From a different perspective, if you’ve recently lost your job and are now receiving no responses to your applications, try to remind yourself that this is only a temporary circumstance. Maybe tomorrow is the day you finally get the phone you’ve been waiting for.
“Believe in yourself and all that you are, know that there is something inside you that is greater than any obstacle.” – Christian D. Larson
6. Necessity is the mother of invention
What doesn’t kill you makes you stronger, we’ve all heard.
However, if you’ve had a few setbacks in life, you could disagree.
You may have also heard that necessity is the mother of invention, which means that the need to adjust or adapt to anything often leads to fantastic results.
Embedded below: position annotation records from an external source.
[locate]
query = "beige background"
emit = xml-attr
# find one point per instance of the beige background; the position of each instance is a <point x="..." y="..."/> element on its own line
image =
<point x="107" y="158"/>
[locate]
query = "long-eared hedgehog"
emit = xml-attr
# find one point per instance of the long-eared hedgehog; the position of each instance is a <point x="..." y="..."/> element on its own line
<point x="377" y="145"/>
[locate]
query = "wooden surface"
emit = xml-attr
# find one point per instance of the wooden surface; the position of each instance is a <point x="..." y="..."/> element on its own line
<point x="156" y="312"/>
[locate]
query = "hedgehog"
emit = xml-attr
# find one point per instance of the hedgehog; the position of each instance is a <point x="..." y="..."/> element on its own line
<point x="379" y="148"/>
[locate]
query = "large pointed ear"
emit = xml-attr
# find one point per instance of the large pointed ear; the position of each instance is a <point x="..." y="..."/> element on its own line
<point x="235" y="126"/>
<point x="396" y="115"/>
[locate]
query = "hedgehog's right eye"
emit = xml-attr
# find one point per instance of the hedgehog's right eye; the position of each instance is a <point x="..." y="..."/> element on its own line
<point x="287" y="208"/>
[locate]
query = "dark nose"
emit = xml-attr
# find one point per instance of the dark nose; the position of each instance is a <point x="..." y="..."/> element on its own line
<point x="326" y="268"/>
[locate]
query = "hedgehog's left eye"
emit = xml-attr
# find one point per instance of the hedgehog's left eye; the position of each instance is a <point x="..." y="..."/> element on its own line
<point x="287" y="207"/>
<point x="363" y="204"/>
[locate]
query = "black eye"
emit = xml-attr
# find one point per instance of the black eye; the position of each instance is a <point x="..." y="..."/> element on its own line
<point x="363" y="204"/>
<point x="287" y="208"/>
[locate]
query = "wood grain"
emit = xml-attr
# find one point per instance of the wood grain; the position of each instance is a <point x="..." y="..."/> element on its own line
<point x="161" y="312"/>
It’s likely that at least some of the challenges you’ve faced have taught you anything.
It could have been a new job or a new friend, stronger professional or interpersonal abilities, or better money management. Adversity does have the ability to make us stronger. It can also make us smarter at times.
A pick-wielding mountain climber ascends a steep and hazardous rock wall.
Admittedly, not all of the changes we go through are positive: adversity can make us fearful of the future. It has the potential to generate self-doubt in us, which can last for years. However, there are usually enough beneficial adjustments to balance out the unpleasant ones, and sticking to them might help you confront future challenges.
“Love unconditionally. But rely on yourself.” – Marty Rubin
7. Other people do not always know best
When you’re in the middle of a crisis, it can feel like the entire world is trying to tell you what’s going on and what you should do.
Their advice is sometimes invaluable; in certain cases, as I have learned from personal experience, it can even save you from depression.
Unfortunately, this isn’t always the case — not everyone who offers you their opinion has your best interests at heart. There are a lot of pessimists in the world. It’s true that misery loves company: people who are going through a terrible time would want to empathize with someone who is going through the same thing, while others are searching for an outlet to vent their frustrations on you.
Others may even be rooting for your demise, however how difficult it is to believe.
Take the positive action of ignoring their negativity and moving forward if your instinct tells you that someone is not looking out for your best interests. Listen to the individuals that want you to succeed and believe in yourself.
Against a dark background, and Octavia Butler quote and a recently lighted match
“In order to rise from its own ashes, a Phoenix first must burn.” – Octavia Butler
8. A phoenix always burns up in flames before it is reborn.
If the phoenix has taught us anything, it’s that sometimes you have to say goodbye to something before you can be reborn as a better, stronger, happier person, whether in classic literature, movies, or even the Harry Potter novels.
Consider that you are going through a problem right now because something greater is waiting for you out there. Perhaps losing your job is the best thing you’ve ever done, and you just don’t realize it.
Losing a job that makes you feel secure yet unchallenged could indicate that your real career hasn’t started yet. Perhaps the injuries that caused you to return to your hometown for help will allow you to reconnect with the people you care about. Maybe you’re having a faith crisis.
Whatever the situation may be, you won’t be able to flip this page in your life’s tale unless you’re ready to let go. When we cling to those pages, life will sometimes change the page for us. We may not be prepared, but until you take action, we will never know what the future has for you.
A “tragedy” might sometimes turn out to be a blessing in disguise. Is this anything that has happened to you? Please tell us about your experience in the comments section.